PDF to JPEG memory issues

Dear,

we are converting PDF documents to JPEG files using .NET Core 3.1. There seems to be a memory leak in the JPegDevice.Process() step.

This is the code used:

using (Stream stream = new MemoryStream(document.FileContent))
{

            using (Document pdfDocument = new Document(stream))
            {
                pdfDocument.EnableObjectUnload = true;
                // Bind input pdf file
                pdfDocument.OptimizeResources(new Aspose.Pdf.Optimization.OptimizationOptions()

                {

                    LinkDuplcateStreams = true,

                    RemoveUnusedObjects = true,

                    RemoveUnusedStreams = true
                    

                });
                Resolution resolution = new Resolution(100);
                // Create Jpeg device with specified attributes
                // Width, Height, Resolution
                JpegDevice JpegDevice = new JpegDevice(420, 594, resolution, 100);
                JpegDevice.RenderingOptions.UseNewImagingEngine = true;
           
               

                int imgNumber = 0;
                foreach (Page page in pdfDocument.Pages)
                {
                    using (MemoryStream memoryStream = new MemoryStream())
                    {
                        JpegDevice.Process(page, memoryStream);
                        await UploadImagesToBlob(document, memoryStream, imgNumber++.ToString() + ".jpg");
                    }
                    page.Dispose();
                }
                pdfDocument.FreeMemory();
            }

This is our dockerfile:

    FROM mcr.microsoft.com/dotnet/core/sdk:3.1-focal AS base
WORKDIR /app
RUN echo ttf-mscorefonts-installer msttcorefonts/accepted-mscorefonts-eula select true | debconf-set-selections
RUN \
  sed -i -e's/ main/ main contrib non-free/g' /etc/apt/sources.list \
  && apt-get -q update                                              \
  && apt-get install -y --quiet ttf-mscorefonts-installer libfontconfig1 libgdiplus

FROM mcr.microsoft.com/dotnet/core/runtime:3.1-focal AS build
WORKDIR /src
COPY ["***.csproj", "***/"]

RUN dotnet restore "***.csproj"
COPY . .
WORKDIR "***"
RUN dotnet build "***" -c Release -o /app/build

FROM build AS publish
RUN dotnet publish "***.csproj" -c Release -o /app/publish

FROM base AS final
WORKDIR /app
COPY --from=publish /app/publish .
ENTRYPOINT ["dotnet", "***.dll"]

We are using Aspose.PDF version 21.6.0.

Regards

@loumondelaers

Can you please share the source PDF file so that we may try to reproduce the same on our end.

Hello,

we have the issue with any PDF, but attached you can find the example we were using.

Regards,
Lou
sample-pdf-with-images.pdf (3.8 MB)

@loumondelaers

Are you working with Azure storage?
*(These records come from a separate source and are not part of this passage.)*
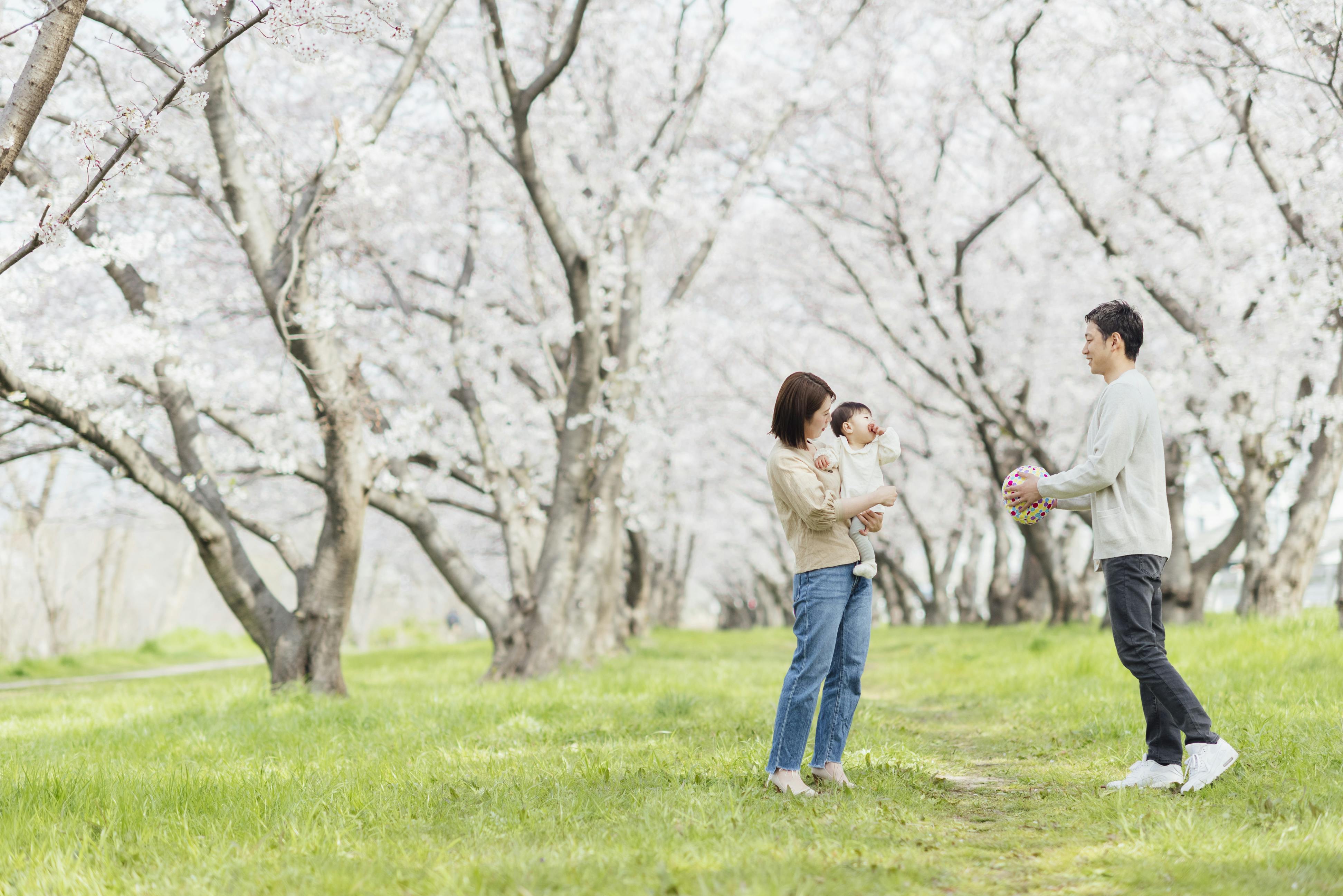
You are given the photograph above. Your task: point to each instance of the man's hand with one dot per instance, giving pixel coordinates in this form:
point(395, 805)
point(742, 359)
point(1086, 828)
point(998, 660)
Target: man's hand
point(1027, 491)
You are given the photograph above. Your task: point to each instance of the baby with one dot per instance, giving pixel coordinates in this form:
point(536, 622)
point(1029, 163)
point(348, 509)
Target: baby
point(864, 448)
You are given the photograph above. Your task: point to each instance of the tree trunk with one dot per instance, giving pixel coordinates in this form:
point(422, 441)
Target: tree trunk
point(1282, 586)
point(1338, 586)
point(1252, 502)
point(1031, 594)
point(1002, 609)
point(34, 85)
point(969, 588)
point(638, 585)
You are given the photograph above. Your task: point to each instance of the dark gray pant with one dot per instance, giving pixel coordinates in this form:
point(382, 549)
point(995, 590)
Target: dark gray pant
point(1134, 586)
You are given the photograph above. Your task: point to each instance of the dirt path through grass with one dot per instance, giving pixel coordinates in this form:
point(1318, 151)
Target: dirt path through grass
point(162, 672)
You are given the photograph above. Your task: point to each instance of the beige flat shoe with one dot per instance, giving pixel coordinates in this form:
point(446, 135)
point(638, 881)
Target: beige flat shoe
point(830, 778)
point(793, 789)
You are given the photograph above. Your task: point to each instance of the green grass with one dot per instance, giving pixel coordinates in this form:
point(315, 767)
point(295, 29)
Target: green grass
point(182, 647)
point(645, 775)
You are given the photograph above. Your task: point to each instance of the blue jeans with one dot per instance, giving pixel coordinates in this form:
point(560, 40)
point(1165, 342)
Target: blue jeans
point(833, 610)
point(1134, 589)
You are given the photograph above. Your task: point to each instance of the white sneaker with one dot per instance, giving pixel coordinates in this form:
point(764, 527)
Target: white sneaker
point(1205, 763)
point(1149, 773)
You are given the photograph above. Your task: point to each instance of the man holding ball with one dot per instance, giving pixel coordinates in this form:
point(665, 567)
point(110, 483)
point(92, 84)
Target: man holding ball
point(1123, 484)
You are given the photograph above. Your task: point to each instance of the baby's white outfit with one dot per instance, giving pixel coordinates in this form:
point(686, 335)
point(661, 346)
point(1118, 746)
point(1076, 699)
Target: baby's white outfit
point(860, 471)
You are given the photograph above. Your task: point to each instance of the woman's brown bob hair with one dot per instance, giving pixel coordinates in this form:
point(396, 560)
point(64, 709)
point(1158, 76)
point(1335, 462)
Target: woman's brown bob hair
point(800, 397)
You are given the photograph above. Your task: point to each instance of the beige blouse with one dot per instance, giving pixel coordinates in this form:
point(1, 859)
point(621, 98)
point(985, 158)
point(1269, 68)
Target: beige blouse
point(806, 502)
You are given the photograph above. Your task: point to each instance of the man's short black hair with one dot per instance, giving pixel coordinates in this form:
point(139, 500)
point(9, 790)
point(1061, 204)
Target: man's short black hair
point(1119, 318)
point(840, 416)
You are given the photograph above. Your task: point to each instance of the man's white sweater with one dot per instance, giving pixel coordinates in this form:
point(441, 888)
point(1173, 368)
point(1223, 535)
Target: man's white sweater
point(1123, 479)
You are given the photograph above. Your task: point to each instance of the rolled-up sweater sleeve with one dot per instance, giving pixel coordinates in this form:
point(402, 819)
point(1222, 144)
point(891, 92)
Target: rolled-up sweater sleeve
point(1116, 433)
point(805, 495)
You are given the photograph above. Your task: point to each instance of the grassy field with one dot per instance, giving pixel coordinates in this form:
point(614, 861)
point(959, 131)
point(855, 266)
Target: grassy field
point(980, 755)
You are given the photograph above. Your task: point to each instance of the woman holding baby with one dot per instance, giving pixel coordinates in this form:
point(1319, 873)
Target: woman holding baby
point(833, 605)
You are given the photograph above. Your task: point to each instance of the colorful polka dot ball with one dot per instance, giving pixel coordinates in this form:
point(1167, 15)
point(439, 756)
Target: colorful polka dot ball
point(1027, 515)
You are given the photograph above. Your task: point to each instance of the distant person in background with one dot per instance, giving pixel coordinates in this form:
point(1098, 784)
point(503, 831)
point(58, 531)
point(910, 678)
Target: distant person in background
point(1123, 484)
point(832, 606)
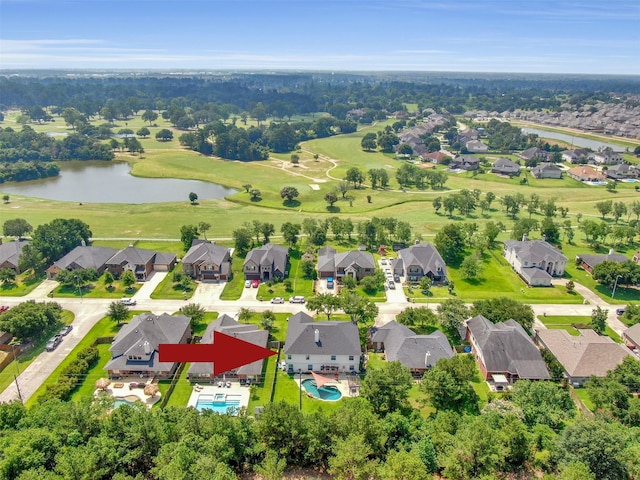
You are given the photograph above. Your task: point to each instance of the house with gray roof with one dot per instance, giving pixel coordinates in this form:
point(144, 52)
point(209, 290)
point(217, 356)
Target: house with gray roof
point(417, 352)
point(546, 170)
point(505, 348)
point(266, 263)
point(201, 371)
point(536, 261)
point(504, 166)
point(589, 261)
point(322, 347)
point(140, 261)
point(418, 261)
point(207, 261)
point(355, 263)
point(586, 355)
point(466, 162)
point(134, 351)
point(10, 254)
point(82, 258)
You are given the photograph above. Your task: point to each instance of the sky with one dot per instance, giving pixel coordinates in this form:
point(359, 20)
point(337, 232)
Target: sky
point(533, 36)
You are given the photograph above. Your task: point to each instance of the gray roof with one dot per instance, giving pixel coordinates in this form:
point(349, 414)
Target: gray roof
point(10, 251)
point(206, 252)
point(424, 255)
point(506, 347)
point(593, 260)
point(535, 251)
point(403, 345)
point(336, 338)
point(269, 254)
point(86, 257)
point(585, 355)
point(229, 326)
point(141, 337)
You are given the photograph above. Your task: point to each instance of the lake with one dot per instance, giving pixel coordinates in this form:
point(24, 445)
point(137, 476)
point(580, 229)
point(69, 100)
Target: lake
point(110, 182)
point(576, 141)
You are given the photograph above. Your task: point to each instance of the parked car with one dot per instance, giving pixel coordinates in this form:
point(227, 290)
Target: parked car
point(65, 330)
point(53, 343)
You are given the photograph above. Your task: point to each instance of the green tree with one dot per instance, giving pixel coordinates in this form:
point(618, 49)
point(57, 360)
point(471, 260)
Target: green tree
point(117, 312)
point(16, 227)
point(289, 193)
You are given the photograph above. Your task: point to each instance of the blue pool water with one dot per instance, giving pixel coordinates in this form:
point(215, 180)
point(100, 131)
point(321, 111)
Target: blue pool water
point(221, 403)
point(325, 392)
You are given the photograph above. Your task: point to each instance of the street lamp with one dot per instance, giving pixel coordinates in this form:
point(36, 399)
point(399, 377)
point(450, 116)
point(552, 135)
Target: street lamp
point(300, 373)
point(615, 285)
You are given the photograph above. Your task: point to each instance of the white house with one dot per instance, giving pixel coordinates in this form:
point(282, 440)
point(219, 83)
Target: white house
point(322, 347)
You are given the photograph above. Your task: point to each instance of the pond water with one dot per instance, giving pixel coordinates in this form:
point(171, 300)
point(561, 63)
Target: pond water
point(576, 141)
point(110, 182)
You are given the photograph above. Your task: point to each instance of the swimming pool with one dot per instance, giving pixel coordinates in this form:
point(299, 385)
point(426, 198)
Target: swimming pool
point(219, 403)
point(325, 392)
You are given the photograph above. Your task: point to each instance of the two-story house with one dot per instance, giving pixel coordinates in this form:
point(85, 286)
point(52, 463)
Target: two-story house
point(321, 347)
point(418, 261)
point(266, 263)
point(207, 261)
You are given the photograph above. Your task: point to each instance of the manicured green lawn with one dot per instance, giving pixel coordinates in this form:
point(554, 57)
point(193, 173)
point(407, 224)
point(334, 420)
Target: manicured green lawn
point(18, 366)
point(24, 283)
point(168, 289)
point(104, 328)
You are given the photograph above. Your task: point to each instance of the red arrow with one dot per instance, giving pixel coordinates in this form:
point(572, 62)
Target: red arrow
point(226, 353)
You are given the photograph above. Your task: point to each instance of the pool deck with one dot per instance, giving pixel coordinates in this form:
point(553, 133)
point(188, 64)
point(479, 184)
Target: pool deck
point(236, 389)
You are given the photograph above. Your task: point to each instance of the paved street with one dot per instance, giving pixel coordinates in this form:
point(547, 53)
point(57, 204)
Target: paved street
point(89, 310)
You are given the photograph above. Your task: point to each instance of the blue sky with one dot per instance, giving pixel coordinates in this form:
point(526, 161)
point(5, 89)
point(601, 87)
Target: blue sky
point(587, 36)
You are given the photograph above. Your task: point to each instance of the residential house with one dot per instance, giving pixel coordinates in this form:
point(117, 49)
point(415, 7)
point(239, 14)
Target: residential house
point(140, 261)
point(586, 174)
point(505, 348)
point(631, 337)
point(417, 352)
point(82, 258)
point(586, 355)
point(476, 146)
point(266, 263)
point(546, 170)
point(608, 157)
point(589, 261)
point(135, 349)
point(200, 371)
point(534, 153)
point(466, 162)
point(356, 263)
point(504, 166)
point(578, 155)
point(622, 171)
point(418, 261)
point(207, 261)
point(321, 347)
point(536, 261)
point(10, 254)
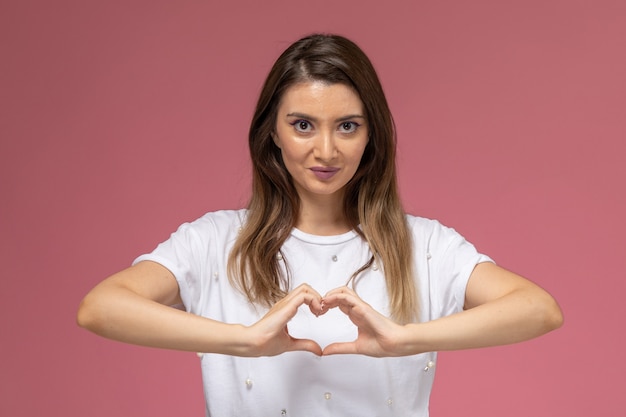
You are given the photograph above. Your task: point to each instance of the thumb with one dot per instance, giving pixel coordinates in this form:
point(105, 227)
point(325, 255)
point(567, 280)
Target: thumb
point(340, 348)
point(306, 345)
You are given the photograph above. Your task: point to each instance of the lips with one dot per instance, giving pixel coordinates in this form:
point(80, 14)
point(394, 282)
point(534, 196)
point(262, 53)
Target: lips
point(324, 173)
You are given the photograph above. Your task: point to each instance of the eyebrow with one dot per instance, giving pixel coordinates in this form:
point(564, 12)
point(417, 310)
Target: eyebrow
point(313, 119)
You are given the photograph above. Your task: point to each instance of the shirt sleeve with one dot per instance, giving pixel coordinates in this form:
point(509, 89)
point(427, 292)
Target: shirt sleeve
point(451, 260)
point(185, 255)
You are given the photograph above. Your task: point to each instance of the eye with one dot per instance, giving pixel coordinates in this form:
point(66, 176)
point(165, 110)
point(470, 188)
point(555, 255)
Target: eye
point(348, 127)
point(302, 126)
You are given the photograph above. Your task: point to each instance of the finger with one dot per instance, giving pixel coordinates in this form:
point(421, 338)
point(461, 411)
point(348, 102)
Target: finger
point(305, 345)
point(345, 300)
point(305, 294)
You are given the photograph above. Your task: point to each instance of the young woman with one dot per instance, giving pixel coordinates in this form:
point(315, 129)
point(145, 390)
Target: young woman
point(322, 297)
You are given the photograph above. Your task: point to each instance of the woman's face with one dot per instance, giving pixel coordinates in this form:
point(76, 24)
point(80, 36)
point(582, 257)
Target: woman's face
point(322, 132)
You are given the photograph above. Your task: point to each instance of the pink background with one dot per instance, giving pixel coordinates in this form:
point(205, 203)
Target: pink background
point(119, 120)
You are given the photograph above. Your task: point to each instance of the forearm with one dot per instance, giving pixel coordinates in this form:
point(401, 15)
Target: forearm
point(119, 314)
point(518, 316)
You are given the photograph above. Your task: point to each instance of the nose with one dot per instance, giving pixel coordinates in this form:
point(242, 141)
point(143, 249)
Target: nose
point(325, 147)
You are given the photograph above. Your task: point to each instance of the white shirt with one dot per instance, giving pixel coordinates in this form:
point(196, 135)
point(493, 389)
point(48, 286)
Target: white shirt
point(300, 384)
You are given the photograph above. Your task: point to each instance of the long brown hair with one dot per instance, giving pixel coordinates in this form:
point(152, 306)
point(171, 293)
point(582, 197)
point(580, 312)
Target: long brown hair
point(371, 204)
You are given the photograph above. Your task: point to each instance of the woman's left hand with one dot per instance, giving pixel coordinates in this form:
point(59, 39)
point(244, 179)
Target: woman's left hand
point(377, 335)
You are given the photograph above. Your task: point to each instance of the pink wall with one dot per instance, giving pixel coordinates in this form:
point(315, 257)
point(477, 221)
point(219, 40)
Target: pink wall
point(121, 119)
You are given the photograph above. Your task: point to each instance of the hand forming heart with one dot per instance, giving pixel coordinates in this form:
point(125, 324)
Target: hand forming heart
point(377, 335)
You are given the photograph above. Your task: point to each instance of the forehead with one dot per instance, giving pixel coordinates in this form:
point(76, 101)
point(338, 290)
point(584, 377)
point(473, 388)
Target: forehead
point(321, 97)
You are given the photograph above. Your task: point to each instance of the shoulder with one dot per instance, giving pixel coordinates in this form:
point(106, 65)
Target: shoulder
point(221, 219)
point(430, 233)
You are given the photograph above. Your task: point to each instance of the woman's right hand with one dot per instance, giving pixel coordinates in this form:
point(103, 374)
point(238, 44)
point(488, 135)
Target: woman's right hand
point(270, 335)
point(132, 306)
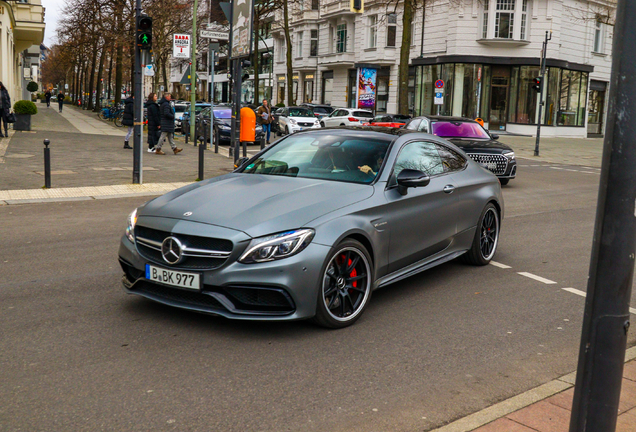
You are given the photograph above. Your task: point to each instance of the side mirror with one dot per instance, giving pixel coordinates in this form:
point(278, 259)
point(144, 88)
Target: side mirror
point(411, 178)
point(240, 162)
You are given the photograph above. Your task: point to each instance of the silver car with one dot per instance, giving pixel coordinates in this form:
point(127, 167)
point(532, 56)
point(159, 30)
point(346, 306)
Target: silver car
point(312, 225)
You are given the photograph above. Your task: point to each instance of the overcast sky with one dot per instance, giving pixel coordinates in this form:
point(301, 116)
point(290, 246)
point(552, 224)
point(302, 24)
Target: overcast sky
point(52, 15)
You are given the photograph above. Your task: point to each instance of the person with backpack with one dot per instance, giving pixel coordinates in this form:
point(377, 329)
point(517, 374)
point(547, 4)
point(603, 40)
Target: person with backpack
point(129, 119)
point(154, 121)
point(167, 125)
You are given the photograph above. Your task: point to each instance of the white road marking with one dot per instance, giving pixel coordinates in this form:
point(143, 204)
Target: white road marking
point(584, 294)
point(537, 278)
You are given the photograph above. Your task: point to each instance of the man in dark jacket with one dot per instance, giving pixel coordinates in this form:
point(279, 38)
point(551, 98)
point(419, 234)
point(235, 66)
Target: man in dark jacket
point(5, 106)
point(154, 121)
point(129, 119)
point(167, 125)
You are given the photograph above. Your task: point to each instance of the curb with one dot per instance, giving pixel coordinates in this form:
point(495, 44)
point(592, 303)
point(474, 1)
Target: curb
point(515, 403)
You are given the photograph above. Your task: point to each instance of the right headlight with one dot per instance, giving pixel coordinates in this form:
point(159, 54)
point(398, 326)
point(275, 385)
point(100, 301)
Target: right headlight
point(277, 246)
Can you please share OS details and a sample application for reproducing the issue on our end.

Hello,

I included our dockerfile for the OS specifications.
We are using azure storage to upload the generated image, but it’s before that step that the memory is growing. Dockerfile.zip (699 Bytes)

You can easily build your own sample application by using by code and putting the document contents in the first step:

using (Stream stream = new MemoryStream(document.FileContent))

I do not have a sample application to share due to dependencies with other services.

The memory leak we detected is in an isolated container though, no other processes are running in that container apart from the aspose PDF to image process.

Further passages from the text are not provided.